# Driver Phase Alignment Technique Clarification



## Rudy81 (Aug 5, 2009)

I am trying to 'optimize' the performance of my main speakers by phase aligning the drivers. System is actively crossed as follows.
Top end is an Oris horn with Tang Band 8" driver crossed at 204hz using L/R 24db xover, covering 204hz-20kHz.
Next is 15" woofer open baffle crossed from 102hz-204hz using L/R 24db xover.
Bottom end is an actively controlled subwoofer 20hz-102hz using L/R 24db xover.

My goal is to wring out the very last bit of performance by phase aligning the Oris and 15" woofer, which are located very close, one on top of the other.
Questions are:
Where should I place the mic for proper testing? Near speakers, or at LP?
I am assuming I run the sweeps with the appropriate xovers in place. If so, does each driver get the sweep run from 20hz-20khz?

In playing with this, I noticed that if I truncate the sweep around the xover region, the time delay changes for the drivers.

Hopefully the questions aren't confusing.


----------



## JohnM (Apr 11, 2006)

There have been some good older threads on this, e.g. https://www.hometheatershack.com/fo...l-good-time-alignement-group-delay-phase.html and https://www.hometheatershack.com/forums/rew-forum/65840-impulse-aligned-vs-phase-aligned.html 

The group delay plot can be helpful in aligning drivers. 
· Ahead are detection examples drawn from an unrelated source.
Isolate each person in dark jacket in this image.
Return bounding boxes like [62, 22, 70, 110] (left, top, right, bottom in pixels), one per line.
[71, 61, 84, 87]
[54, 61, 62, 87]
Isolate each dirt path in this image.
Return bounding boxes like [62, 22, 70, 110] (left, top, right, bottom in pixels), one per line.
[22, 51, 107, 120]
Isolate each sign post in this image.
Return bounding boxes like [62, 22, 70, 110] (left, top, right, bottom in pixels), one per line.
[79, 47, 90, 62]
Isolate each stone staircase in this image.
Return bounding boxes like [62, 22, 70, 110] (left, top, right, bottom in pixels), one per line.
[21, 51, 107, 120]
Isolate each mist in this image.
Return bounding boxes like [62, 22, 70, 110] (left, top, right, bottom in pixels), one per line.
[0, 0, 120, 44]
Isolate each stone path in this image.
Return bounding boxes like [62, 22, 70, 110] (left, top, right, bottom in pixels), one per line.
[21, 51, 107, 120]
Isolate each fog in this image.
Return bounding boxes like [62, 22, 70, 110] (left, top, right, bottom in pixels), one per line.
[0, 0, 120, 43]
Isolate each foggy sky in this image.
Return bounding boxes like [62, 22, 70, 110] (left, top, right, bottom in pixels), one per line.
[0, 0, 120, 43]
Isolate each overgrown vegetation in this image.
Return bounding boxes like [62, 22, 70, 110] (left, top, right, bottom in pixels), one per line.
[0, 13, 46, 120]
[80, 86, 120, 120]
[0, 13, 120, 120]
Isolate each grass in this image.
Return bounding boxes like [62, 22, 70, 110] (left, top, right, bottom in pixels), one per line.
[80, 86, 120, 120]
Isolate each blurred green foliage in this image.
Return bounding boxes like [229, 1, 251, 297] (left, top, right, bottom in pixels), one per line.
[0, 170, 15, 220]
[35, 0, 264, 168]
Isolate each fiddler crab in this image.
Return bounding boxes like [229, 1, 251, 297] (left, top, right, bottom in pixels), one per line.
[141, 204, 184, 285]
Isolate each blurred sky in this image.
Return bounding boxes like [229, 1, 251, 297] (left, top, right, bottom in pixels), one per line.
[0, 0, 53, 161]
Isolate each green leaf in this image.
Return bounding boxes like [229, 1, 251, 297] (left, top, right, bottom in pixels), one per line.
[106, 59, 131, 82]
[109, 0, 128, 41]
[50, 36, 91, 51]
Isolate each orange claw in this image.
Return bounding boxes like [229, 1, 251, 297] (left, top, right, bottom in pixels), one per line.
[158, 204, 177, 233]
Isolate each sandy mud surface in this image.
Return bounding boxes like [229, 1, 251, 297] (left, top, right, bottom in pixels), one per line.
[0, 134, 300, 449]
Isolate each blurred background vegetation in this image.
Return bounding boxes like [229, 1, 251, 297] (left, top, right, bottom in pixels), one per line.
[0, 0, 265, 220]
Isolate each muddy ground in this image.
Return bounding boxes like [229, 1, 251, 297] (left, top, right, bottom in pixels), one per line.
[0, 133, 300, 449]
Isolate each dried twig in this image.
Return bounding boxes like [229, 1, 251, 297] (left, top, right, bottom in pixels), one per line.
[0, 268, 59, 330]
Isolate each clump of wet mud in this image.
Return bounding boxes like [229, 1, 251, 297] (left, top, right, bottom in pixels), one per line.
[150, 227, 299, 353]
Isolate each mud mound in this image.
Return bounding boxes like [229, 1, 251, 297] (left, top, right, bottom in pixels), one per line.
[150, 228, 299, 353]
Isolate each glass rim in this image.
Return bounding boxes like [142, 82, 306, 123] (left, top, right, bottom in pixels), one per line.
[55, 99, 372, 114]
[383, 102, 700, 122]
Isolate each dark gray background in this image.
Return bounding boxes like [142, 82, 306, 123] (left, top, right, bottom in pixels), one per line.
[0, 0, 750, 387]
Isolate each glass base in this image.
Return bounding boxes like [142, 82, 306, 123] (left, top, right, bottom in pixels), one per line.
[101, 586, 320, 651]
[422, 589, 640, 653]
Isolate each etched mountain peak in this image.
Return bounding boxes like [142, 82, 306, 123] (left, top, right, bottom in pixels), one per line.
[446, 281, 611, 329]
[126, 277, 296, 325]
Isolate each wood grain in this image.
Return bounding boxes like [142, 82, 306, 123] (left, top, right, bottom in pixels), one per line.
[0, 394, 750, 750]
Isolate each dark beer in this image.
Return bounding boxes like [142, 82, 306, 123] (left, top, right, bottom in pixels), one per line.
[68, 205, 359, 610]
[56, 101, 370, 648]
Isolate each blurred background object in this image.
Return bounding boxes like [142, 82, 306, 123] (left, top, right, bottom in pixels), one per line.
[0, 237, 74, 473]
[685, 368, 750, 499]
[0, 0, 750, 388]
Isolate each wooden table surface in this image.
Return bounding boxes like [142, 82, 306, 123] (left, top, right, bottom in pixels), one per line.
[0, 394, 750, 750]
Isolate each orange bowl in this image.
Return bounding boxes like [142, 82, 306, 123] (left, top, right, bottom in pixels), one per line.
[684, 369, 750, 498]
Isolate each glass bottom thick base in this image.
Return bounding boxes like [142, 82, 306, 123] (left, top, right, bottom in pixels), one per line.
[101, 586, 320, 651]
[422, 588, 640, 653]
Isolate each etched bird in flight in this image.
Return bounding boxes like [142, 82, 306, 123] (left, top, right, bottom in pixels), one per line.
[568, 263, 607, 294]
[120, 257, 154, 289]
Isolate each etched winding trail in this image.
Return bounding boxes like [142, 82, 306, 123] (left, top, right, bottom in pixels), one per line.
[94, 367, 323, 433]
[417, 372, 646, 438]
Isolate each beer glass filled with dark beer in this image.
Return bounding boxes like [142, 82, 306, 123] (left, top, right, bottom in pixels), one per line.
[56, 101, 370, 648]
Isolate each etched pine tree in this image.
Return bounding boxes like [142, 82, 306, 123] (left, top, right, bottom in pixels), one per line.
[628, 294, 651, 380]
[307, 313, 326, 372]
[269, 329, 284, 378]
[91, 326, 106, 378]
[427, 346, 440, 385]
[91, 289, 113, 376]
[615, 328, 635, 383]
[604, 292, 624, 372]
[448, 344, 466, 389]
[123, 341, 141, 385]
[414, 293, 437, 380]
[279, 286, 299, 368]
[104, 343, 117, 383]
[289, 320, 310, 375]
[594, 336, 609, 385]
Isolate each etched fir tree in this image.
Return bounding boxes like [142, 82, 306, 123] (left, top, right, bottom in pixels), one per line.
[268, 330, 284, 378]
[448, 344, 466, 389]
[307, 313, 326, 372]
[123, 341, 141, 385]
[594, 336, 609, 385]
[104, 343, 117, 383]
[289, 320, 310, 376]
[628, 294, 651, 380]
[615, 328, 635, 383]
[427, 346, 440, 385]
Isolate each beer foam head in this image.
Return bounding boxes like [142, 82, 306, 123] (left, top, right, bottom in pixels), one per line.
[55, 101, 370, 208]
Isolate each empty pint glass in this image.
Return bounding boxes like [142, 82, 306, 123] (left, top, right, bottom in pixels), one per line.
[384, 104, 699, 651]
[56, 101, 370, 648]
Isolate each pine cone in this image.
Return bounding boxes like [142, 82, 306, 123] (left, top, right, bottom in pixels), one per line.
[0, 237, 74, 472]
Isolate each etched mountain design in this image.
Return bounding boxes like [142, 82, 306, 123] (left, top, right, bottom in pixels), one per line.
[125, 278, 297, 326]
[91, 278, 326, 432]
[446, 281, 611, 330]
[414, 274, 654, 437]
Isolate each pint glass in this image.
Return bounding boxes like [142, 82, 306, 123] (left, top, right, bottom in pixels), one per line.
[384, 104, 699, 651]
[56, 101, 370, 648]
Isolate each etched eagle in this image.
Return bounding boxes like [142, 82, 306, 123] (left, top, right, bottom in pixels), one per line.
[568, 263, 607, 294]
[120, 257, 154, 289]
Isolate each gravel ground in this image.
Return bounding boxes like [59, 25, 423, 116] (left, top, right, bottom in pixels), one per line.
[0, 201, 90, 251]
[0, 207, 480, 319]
Measure full range, or at least well beyond the range of the driver, otherwise the reduced range of the sweep creates an artificial truncation of the response which is akin to having a very sharp low pass filter cascaded with the system, with its corresponding phase shift and group delay.


----------



## Rudy81 (Aug 5, 2009)

JohnM, I'll look into those threads. The thread I have most looked at is this one: https://www.hometheatershack.com/forums/rew-forum/38617-aligning-driver-phase-rew-v5-example.html which uses a nearfield mic position. Does it make a difference if the phase is checked nearfield or at the listening position?


----------



## JohnM (Apr 11, 2006)

If you are measuring individual drivers distance isn't that critical, as long as it is the same for all. If measuring with both drivers active would want to be far enough away for them to integrate properly, but 1m is common.


----------



## Rudy81 (Aug 5, 2009)

Just for future reference, I found an excellent article addressing this specific question:

https://www.prosoundweb.com/channel...gnment_-_getting_loudspeaker_drivers_in_sync/


----------



## Jay Compton (Sep 8, 2016)

Hi Rudy,
When I did my system I measured all drivers at 1 meter first to know what the speakers are doing, then I measured from the LP to see what the room was doing to the sound.


----------



## jtalden (Mar 12, 2009)

Hi Rudy,
Yes:

For drivers mounted on the same baffle a 0.05-1.5 m mic distance from the baffle is a good choice. Since your speakers look pretty large I suggest something in the range of 1-1.5 m would be best. The height of the mic should be on, or close to, the line of sight from the LP to the horn to this case. [A mic positioned at the LP can work, but room effects can sometimes make the job more confusing.] If the SW is near the main speaker being measured, then the same mic location can be used for the SW timing as well. For a SW placed well away from the main, it is required to place the mic at the LP for the main to SW timing. We can just deal with the additional difficulty in analysis.


All 3 XO's must be active for each individual driver measurement.


Use the same full range sweep for each driver measurement. Full range means the range that the overall system is designed to handle. Do not push the low end or top end higher than the speaker system is designed to handle. 20-20k would be good for your setup.

There are various ways to determine the delay timing needed between the driver pairs. I can provide support for the method I use.


----------